Synthetic BZLF1-targeted transcriptional activator for efficient lytic induction therapy against EBV-associated epithelial cancers

M Wu and PM Hau and LX Li and CM Tsang and YK Yang and A Taghbalout and GTY Chung and SY Hui and WC Tang and N Jillette and JJ Zhu and HHY Lee and EL Kong and MSA Chan and JYK Chan and BBY Ma and MR Chen and CR Lee and KF To and AW Cheng and KW Lo, NATURE COMMUNICATIONS, 15, 3729 (2024).

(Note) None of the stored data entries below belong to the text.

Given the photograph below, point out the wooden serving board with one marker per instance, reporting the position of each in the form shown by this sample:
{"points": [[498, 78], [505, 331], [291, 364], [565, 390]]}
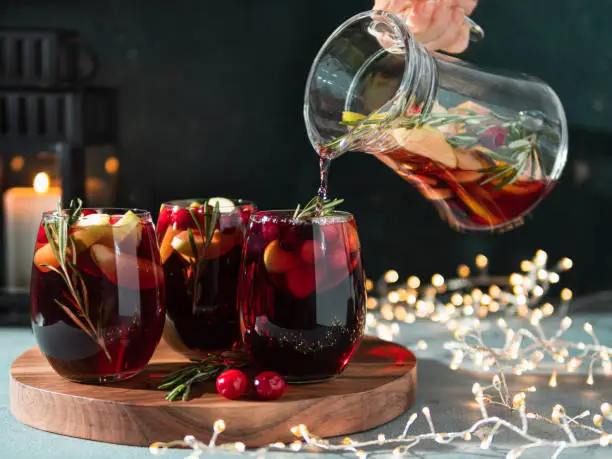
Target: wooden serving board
{"points": [[377, 386]]}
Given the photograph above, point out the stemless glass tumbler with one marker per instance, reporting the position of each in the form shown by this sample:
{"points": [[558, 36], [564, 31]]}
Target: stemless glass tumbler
{"points": [[201, 275], [301, 296], [97, 293]]}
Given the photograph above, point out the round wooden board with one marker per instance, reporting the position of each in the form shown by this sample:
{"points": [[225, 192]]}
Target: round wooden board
{"points": [[378, 385]]}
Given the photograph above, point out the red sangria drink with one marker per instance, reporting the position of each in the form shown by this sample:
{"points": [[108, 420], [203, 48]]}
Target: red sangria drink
{"points": [[97, 292], [302, 294], [201, 245]]}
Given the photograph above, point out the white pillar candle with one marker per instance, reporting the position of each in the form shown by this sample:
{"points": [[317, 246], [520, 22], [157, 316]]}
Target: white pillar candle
{"points": [[23, 208]]}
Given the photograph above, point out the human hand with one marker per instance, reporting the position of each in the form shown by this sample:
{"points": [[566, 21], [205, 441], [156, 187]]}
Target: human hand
{"points": [[438, 24]]}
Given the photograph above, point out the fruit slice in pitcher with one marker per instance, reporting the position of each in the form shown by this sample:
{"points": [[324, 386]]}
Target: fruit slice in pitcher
{"points": [[127, 270], [127, 225], [92, 229]]}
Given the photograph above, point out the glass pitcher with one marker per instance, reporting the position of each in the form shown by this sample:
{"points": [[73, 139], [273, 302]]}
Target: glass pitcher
{"points": [[484, 146]]}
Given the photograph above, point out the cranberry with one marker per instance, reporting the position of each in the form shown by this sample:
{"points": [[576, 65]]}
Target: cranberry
{"points": [[182, 219], [269, 230], [245, 214], [232, 384], [269, 385]]}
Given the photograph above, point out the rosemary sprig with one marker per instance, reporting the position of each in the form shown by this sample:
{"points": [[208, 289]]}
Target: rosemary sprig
{"points": [[181, 381], [76, 301], [316, 207], [211, 220], [524, 135]]}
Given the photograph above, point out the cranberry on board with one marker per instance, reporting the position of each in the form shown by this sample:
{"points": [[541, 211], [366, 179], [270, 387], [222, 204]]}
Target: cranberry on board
{"points": [[232, 384], [269, 385]]}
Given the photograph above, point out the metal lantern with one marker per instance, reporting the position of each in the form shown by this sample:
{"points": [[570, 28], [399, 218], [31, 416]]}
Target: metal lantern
{"points": [[57, 139]]}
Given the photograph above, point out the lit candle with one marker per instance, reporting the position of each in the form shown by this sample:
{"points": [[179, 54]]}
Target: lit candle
{"points": [[23, 208]]}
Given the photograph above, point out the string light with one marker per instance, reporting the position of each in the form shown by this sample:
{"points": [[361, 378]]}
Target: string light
{"points": [[391, 276], [526, 348], [481, 261], [414, 282]]}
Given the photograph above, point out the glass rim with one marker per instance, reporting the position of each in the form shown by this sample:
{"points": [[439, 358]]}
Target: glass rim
{"points": [[286, 216], [239, 203], [402, 34], [140, 213]]}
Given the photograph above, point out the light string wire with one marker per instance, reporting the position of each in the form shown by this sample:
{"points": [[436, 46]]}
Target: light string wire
{"points": [[460, 305]]}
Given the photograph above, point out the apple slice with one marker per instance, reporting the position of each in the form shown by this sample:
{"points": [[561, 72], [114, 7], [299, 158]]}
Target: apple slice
{"points": [[127, 270], [427, 142], [279, 260], [165, 247], [182, 244], [91, 229], [128, 224], [225, 205], [301, 281], [44, 256], [219, 246]]}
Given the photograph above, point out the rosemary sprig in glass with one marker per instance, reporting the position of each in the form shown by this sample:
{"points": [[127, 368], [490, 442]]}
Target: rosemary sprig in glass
{"points": [[76, 301], [525, 133], [198, 263], [316, 207]]}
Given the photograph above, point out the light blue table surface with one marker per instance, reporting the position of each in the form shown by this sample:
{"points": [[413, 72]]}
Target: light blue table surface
{"points": [[447, 393]]}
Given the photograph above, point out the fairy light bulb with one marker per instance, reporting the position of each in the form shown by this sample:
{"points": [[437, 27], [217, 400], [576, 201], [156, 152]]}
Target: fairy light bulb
{"points": [[566, 323], [566, 294], [481, 261], [393, 296], [456, 299], [566, 264], [526, 266], [494, 291], [606, 410], [553, 379], [516, 279], [391, 276], [219, 426], [537, 291], [437, 280], [414, 282], [541, 258], [547, 309], [463, 271]]}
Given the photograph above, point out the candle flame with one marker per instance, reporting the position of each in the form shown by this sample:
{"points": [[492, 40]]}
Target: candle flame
{"points": [[41, 183]]}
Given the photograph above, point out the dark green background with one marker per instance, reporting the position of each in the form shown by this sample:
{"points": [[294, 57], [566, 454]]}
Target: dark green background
{"points": [[211, 99]]}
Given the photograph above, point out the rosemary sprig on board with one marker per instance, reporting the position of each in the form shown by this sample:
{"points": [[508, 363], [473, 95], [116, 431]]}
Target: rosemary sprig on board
{"points": [[524, 134], [76, 301], [316, 207], [181, 381]]}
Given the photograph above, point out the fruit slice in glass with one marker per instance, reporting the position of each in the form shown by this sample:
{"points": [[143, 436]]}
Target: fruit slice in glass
{"points": [[201, 274], [97, 305], [302, 294]]}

DOI: 10.1038/s41467-024-48031-8

The unique virus-cell interaction in Epstein-Barr virus (EBV)-associated malignancies implies targeting the viral latent-lytic switch is a promising therapeutic strategy. However, the lack of specific and efficient therapeutic agents to induce lytic cycle in these cancers is a major challenge facing clinical implementation. We develop a synthetic transcriptional activator that specifically activates endogenous BZLF1 and efficiently induces lytic reactivation in EBV-positive cancer cells. A lipid nanoparticle encapsulating nucleoside-modified mRNA which encodes a BZLF1-specific transcriptional activator (mTZ3-LNP) is synthesized for EBV-targeted therapy. Compared with conventional chemical inducers, mTZ3-LNP more efficiently activates EBV lytic gene expression in EBV-associated epithelial cancers. Here we show the potency and safety of treatment with mTZ3-LNP to suppress tumor growth in EBV-positive cancer models. The combination of mTZ3-LNP and ganciclovir yields highly selective cytotoxic effects of mRNA-based lytic induction therapy against EBV-positive tumor cells, indicating the potential of mRNA nanomedicine in the treatment of EBV-associated epithelial cancers.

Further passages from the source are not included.